Furthermore, in the art of internal clock distribution for integrated circuits such as microprocessors and the like, the optimization of duty cycle for internal clocks generated from externally received clock signals has heretofore generally been quite difficult. This is due to the constraints presented by the expected variations of the duty cycle of the external clock, as indicated in various timing specifications; furthermore, as microprocessor clock frequencies increase to 25 MHz and beyond, external clock signals are more susceptible to ringing and other noise effects that increase with faster switching times, resulting in less well defined and controlled clock phases. As such, the generation of internal clock signals from an external clock signal, particularly for high frequency operation, has heretofore required the designer to make tradeoffs in selecting the duration of each phase in the internal clock signals.
It is therefore an object of the present invention to provide an internal clock generation scheme which generates high speed internal clocks at steady duty cycles and lower speed clocks for lower speed circuit functions.
It is a further object of the present invention to provide such a scheme in which the duty cycle of the high speed clock is optimized for the worst case clock phase operation of the integrated circuit.
It is a further object of the present invention to provide such a scheme in which the duty cycle of the high speed clock may be characterized and easily adjusted.
It is a further object of the present invention to provide such a scheme which has a high degree of power supply voltage stability, enabling low voltage operation of the circuit.

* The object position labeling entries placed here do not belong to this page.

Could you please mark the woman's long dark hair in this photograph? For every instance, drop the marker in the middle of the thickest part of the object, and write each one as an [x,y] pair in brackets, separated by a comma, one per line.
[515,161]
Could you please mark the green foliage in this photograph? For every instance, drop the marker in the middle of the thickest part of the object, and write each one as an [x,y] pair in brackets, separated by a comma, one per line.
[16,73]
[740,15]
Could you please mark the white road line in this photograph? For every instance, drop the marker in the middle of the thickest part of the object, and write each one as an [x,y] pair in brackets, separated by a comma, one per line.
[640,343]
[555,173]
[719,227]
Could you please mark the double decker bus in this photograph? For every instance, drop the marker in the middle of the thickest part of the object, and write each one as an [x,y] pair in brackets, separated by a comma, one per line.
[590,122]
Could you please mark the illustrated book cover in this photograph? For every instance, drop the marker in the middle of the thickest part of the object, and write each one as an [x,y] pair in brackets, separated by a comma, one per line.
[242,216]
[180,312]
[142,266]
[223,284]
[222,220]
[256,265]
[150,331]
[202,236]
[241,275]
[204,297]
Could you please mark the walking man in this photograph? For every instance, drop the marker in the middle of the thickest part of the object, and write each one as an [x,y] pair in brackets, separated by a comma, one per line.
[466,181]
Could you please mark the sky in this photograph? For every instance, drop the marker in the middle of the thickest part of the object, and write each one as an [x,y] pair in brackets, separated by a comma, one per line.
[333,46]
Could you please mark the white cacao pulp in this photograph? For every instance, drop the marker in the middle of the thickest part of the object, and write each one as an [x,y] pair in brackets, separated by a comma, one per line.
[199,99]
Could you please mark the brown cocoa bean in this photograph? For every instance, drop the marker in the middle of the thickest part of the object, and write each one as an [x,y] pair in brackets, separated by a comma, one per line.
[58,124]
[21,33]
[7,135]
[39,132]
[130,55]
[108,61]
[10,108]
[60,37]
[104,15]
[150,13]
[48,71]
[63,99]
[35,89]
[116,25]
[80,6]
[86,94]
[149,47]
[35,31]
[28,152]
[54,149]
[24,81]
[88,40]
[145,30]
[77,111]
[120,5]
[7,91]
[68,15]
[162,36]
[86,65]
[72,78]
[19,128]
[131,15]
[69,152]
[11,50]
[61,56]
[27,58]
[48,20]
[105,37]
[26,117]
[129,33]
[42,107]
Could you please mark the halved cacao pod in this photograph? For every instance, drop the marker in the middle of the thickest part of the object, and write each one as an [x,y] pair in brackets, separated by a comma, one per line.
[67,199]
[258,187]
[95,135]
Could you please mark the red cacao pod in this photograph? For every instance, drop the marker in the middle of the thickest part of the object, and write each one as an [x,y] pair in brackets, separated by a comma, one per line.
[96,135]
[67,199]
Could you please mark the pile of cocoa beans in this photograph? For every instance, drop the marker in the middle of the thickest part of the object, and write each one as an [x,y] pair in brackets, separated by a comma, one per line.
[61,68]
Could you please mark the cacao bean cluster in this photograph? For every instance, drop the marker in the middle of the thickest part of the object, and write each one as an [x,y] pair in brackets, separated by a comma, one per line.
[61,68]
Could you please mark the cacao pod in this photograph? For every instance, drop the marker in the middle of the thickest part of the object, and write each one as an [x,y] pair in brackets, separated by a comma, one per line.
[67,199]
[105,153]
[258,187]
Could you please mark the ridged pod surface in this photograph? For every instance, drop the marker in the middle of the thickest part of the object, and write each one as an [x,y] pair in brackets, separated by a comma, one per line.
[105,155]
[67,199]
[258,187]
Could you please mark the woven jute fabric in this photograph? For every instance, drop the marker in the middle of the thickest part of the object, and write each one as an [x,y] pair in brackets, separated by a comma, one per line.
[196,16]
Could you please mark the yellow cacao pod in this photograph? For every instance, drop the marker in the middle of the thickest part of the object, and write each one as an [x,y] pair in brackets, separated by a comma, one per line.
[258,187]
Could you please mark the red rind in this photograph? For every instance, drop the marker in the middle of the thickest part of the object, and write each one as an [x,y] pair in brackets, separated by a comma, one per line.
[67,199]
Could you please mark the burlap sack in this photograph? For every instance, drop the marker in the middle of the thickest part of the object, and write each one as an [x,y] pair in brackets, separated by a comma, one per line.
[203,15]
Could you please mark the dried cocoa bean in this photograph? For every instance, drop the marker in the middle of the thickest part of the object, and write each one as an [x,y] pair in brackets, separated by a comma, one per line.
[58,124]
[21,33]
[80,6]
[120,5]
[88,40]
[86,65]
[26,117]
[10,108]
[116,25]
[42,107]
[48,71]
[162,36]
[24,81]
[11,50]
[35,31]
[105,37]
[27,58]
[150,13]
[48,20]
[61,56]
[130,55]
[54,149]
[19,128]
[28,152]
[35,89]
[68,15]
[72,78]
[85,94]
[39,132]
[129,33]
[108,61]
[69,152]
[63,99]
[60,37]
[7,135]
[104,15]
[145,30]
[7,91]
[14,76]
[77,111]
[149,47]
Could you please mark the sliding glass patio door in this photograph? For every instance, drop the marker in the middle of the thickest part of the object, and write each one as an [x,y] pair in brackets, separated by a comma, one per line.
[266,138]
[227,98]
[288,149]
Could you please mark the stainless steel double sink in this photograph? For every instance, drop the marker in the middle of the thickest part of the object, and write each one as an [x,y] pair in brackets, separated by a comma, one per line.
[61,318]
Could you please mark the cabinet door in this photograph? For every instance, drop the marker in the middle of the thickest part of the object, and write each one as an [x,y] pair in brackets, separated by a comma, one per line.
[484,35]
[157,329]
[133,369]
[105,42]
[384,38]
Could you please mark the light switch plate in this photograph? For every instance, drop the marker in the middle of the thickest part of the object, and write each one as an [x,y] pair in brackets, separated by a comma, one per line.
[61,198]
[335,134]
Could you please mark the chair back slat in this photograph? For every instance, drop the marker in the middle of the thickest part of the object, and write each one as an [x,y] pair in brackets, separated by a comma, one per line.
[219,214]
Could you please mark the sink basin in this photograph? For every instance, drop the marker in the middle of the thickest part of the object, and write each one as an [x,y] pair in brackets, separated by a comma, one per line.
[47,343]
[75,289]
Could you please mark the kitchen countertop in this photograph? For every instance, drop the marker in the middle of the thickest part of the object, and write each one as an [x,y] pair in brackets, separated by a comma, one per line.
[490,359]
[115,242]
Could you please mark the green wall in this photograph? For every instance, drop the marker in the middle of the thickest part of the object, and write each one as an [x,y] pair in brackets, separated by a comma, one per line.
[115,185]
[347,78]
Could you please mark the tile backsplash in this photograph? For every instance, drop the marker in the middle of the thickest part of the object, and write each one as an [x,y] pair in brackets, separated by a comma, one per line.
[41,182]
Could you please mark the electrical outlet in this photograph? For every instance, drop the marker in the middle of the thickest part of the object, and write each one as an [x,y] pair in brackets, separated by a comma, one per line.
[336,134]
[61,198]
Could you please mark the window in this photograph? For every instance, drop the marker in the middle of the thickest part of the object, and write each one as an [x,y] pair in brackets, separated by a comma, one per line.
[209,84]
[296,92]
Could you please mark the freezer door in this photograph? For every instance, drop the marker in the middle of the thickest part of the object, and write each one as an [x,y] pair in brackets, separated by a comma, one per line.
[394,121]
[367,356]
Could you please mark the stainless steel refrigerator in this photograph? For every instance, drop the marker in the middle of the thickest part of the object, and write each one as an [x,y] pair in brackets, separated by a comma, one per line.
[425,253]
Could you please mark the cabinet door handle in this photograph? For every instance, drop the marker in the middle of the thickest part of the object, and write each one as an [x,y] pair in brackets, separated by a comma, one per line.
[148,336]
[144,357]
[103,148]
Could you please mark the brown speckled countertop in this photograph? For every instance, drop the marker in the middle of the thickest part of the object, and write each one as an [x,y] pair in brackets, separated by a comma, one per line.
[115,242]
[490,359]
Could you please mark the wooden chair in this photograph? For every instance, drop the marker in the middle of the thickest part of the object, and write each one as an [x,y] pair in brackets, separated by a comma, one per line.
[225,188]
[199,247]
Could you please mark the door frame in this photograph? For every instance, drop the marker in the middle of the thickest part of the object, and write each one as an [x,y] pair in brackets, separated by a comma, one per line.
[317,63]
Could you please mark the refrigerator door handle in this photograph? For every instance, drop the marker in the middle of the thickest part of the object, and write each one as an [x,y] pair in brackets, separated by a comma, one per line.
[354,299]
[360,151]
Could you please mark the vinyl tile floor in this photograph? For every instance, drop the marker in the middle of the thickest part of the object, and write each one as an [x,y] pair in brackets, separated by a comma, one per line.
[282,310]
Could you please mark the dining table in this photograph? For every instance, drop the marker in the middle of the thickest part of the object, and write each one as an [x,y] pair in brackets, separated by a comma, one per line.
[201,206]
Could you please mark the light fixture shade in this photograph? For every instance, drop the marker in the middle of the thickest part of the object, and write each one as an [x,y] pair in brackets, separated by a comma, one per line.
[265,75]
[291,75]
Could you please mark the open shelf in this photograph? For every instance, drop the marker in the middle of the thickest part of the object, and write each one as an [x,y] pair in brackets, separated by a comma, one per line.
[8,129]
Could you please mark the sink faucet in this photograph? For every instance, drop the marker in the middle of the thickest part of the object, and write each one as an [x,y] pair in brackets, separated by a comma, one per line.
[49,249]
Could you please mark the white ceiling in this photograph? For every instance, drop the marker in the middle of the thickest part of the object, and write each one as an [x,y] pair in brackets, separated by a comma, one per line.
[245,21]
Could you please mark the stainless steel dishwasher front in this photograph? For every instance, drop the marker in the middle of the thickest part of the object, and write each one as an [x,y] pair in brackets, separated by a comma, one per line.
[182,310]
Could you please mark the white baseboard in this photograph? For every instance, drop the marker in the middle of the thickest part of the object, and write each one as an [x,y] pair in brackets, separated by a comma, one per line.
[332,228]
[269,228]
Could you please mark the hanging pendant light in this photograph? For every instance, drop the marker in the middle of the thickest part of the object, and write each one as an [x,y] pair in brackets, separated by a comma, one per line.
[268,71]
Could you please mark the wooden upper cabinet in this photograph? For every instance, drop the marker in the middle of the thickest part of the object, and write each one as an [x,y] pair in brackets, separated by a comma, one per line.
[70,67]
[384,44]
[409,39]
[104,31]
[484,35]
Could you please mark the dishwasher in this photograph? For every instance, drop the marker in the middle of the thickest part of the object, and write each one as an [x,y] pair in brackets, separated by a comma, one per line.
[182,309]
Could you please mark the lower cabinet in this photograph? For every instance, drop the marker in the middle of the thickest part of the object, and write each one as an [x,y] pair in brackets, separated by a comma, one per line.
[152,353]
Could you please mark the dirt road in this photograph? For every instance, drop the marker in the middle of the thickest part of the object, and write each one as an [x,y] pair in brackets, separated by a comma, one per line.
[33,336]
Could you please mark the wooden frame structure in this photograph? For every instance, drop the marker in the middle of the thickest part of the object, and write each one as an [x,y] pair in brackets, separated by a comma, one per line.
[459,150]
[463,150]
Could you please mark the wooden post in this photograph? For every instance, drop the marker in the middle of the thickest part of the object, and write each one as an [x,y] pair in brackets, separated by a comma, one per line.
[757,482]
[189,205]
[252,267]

It is a further object of the present invention to provide such a scheme in which the generation of the clock may be switched between a clock doubling mode and a non-clock doubling mode.
It is a further object of the present invention to provide such a scheme in which the mode selection may be readily made during the manufacturing process.
Other objects and advantages of the present invention will become apparent to those of ordinary skill in the art having reference to the following specification in conjunction with the drawings.